Advantages of CoralGenie
Compared to ChatGPT-4.0 Mini, the responses generated by our large language model (LLM) exhibit several advantages in clarity and detail. Our LLM clearly defines the Coral Triangle as a distinct region located in the western Pacific Ocean, explicitly emphasizing its geographical boundaries, which helps to situate the Coral Triangle within a broader geographical context. The response identifies the Coral Triangle as the "global center of marine life," thereby highlighting its importance not only within Southeast Asia but also on a global scale, underscoring the region's ecological relevance.
Additionally, the LLM’s answer is notably concise, effectively conveying key information without extraneous details, facilitating a quick understanding of the essential points. By referencing specific academic literature, the information gains credibility and authority, enhancing reader trust. Furthermore, the LLM directly underscores high marine biodiversity as a defining characteristic of the Coral Triangle, providing a clear context for its ecological significance. Overall, these attributes contribute to a more effective and informative response that meets the standards of academic rigor and clarity. 
Future Directions
In our research, we have successfully inputted literature on coral-related knowledge into a large language model, significantly improving the professionalism of our answers. Our method has shown higher accuracy and efficiency in handling coral-related queries. In the future, we will further work on quantifying expected results, such as increasing the percentage of information retrieval accuracy or reducing processing time, to enhance the performance of the model.

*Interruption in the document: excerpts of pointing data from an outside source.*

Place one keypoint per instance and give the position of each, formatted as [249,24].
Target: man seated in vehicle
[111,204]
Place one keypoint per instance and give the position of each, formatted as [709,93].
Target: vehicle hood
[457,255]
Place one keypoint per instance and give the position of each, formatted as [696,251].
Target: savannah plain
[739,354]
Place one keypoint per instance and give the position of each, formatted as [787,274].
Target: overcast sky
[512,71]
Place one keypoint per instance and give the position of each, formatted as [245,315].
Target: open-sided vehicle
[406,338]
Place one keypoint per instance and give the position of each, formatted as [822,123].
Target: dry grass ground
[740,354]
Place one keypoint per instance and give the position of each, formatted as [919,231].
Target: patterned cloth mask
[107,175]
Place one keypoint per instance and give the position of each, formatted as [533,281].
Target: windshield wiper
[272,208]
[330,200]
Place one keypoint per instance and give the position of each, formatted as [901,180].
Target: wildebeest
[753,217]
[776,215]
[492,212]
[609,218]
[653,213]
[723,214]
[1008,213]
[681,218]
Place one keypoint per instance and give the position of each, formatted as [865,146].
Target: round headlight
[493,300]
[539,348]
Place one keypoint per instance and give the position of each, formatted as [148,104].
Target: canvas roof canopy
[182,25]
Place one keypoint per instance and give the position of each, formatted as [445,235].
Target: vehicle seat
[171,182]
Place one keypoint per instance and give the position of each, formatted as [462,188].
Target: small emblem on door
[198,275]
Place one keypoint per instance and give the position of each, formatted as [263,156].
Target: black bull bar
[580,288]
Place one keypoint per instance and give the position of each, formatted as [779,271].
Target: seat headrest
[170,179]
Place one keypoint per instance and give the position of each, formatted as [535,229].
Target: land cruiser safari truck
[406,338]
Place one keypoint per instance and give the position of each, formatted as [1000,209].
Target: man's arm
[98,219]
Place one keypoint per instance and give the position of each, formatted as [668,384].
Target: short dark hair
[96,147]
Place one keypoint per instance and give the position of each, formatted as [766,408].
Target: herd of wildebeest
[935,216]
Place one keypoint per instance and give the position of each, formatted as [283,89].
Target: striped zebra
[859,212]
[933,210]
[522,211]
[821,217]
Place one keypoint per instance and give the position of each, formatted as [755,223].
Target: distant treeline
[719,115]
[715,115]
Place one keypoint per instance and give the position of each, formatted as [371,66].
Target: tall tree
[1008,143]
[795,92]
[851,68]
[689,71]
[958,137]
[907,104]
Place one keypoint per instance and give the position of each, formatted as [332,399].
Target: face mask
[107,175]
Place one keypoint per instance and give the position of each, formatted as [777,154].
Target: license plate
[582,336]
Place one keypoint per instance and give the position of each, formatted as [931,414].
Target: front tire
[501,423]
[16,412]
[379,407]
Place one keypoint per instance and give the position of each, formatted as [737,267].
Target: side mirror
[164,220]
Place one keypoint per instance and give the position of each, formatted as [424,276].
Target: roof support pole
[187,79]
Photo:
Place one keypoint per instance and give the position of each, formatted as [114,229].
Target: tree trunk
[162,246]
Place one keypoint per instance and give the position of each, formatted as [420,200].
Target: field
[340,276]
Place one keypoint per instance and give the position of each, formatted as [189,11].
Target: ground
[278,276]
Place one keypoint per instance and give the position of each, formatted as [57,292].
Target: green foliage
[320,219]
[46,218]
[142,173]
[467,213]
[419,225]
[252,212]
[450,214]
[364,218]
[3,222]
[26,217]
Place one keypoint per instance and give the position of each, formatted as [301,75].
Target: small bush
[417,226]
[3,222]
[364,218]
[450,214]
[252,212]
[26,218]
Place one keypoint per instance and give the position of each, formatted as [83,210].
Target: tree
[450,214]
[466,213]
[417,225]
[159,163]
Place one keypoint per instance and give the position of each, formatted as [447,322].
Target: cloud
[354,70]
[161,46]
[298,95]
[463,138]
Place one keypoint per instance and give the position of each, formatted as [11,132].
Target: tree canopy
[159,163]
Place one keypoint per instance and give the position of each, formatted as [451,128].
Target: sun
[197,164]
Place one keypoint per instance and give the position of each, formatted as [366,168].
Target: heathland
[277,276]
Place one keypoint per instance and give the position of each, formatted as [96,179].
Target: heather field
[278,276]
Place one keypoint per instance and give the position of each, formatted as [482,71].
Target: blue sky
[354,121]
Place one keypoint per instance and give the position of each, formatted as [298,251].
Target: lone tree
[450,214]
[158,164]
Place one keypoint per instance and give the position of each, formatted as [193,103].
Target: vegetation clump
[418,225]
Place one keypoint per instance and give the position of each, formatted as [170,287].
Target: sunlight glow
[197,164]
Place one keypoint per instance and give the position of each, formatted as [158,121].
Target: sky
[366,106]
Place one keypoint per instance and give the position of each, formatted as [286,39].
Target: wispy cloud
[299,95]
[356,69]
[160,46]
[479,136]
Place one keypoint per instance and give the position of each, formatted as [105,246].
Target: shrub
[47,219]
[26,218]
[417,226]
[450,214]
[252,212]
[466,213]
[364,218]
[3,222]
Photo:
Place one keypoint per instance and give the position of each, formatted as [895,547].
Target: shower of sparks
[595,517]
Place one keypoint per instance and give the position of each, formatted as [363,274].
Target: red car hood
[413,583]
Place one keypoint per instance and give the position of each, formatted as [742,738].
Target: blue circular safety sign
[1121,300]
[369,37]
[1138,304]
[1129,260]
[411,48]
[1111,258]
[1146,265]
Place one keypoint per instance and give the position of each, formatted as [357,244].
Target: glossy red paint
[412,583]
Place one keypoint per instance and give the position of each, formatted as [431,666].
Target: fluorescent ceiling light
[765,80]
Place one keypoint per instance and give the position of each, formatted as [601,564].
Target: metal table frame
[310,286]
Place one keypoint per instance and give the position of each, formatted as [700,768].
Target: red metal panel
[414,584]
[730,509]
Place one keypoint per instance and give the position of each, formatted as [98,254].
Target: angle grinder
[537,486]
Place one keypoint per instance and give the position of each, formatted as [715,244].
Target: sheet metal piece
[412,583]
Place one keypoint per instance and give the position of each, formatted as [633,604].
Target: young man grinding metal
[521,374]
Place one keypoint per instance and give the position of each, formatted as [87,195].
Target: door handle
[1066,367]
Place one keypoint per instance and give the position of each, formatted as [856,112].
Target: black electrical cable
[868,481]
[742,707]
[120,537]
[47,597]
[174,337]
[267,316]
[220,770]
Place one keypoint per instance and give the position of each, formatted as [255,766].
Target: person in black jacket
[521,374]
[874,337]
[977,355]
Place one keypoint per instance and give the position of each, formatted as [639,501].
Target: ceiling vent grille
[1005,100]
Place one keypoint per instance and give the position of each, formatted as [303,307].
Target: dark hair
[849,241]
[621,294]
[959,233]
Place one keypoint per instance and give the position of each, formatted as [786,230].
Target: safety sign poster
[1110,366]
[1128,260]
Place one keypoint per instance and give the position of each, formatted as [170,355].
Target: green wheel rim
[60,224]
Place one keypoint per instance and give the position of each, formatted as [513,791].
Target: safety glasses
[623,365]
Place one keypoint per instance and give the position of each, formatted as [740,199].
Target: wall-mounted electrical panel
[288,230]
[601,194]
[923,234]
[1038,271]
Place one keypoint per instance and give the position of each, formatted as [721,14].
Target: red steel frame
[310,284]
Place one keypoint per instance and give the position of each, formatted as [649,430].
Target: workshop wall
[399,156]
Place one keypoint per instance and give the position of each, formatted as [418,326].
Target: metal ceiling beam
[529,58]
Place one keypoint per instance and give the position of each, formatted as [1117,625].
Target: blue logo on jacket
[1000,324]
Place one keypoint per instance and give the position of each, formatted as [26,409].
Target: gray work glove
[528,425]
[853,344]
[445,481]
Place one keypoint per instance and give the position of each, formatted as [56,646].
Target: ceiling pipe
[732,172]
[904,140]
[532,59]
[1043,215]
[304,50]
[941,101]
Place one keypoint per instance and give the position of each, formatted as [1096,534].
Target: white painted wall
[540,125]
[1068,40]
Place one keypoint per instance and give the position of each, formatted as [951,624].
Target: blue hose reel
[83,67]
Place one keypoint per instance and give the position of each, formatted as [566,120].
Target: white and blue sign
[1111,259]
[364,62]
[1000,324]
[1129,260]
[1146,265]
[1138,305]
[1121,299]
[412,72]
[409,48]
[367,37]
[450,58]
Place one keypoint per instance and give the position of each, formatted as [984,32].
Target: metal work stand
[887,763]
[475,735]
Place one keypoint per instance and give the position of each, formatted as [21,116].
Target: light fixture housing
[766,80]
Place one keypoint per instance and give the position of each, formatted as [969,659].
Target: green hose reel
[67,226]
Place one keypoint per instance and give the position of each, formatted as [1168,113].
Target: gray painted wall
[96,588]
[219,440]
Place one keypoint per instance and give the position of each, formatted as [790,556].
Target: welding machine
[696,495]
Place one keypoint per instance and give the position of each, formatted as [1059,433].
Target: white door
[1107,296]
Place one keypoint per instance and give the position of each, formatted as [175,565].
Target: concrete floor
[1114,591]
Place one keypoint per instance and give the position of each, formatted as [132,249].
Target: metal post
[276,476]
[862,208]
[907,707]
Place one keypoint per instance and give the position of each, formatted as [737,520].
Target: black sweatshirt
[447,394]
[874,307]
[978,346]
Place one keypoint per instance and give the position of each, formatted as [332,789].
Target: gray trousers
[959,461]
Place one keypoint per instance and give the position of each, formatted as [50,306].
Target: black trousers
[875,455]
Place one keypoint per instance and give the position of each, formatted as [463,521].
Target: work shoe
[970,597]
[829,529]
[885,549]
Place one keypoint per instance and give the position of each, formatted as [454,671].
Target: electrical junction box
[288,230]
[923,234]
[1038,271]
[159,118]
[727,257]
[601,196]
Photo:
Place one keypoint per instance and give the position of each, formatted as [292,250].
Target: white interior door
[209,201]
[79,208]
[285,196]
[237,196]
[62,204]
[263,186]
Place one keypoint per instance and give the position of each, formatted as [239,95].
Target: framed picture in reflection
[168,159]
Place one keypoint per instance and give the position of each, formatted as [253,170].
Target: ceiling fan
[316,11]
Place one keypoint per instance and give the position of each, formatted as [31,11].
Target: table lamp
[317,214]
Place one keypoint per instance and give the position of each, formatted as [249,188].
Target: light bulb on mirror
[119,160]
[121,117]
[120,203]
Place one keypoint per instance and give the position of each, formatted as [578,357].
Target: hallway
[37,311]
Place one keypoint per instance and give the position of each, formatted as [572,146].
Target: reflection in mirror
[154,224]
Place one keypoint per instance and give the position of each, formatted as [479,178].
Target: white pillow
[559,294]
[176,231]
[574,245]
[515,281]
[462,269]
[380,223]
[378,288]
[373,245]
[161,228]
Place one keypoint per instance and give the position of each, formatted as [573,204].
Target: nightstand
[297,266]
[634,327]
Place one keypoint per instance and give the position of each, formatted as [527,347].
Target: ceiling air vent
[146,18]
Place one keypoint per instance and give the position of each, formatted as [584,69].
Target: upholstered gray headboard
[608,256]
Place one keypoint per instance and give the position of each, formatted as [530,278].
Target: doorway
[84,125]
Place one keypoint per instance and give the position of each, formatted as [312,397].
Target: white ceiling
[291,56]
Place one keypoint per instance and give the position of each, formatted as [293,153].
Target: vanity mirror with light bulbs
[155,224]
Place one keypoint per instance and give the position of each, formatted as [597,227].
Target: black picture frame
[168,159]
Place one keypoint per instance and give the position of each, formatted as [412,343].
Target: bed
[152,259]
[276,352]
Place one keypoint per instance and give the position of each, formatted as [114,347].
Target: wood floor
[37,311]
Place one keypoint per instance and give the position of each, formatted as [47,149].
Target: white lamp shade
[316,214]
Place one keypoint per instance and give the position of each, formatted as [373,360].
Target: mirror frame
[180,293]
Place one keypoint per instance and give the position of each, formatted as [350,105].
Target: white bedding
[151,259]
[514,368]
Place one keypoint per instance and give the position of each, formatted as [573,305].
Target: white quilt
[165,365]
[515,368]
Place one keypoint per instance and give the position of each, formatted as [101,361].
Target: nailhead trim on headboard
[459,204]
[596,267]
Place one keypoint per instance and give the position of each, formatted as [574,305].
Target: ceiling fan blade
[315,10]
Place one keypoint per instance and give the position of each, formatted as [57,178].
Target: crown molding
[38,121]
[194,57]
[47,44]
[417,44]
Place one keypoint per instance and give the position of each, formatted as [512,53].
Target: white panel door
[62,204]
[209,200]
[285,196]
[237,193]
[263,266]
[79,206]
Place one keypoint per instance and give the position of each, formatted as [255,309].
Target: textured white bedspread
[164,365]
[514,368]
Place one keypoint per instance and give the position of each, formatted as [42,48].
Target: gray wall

Additionally, we plan to expand the application scenarios of the existing model to demonstrate its broader applicability and value.
Research Outcomes
These advancements will be detailed and analyzed in our paper, aiming to showcase our research findings and future directions. We will refine and expand the existing model's case examples or application scenarios to make them more persuasive and practical. Through these efforts, we aim to provide a high-quality solution for knowledge processing in the coral field and promote the application and development of artificial intelligence in practice.
citation:
[1]Brown, T.B.; Mann, B.; Ryder, N. Language Models are Few-Shot Learners. arXiv 2020, arXiv:2005.14165
[2]T. Wu et al., "A Brief Overview of ChatGPT: The History, Status Quo and Potential Future Development," in IEEE/CAA Journal of Automatica Sinica, vol. 10, no. 5, pp. 1122-1136, May 2023, doi: 10.1109/JAS.2023.123618.
[3]Zirnstein, B. (2023). Extended context for InstructGPT with LlamaIndex.
[4]Martin-Garin, B., & Montaggioni, L. F. (2023). Corals and reefs: From the beginning to an uncertain future (1st ed.). Coral Reefs of the World.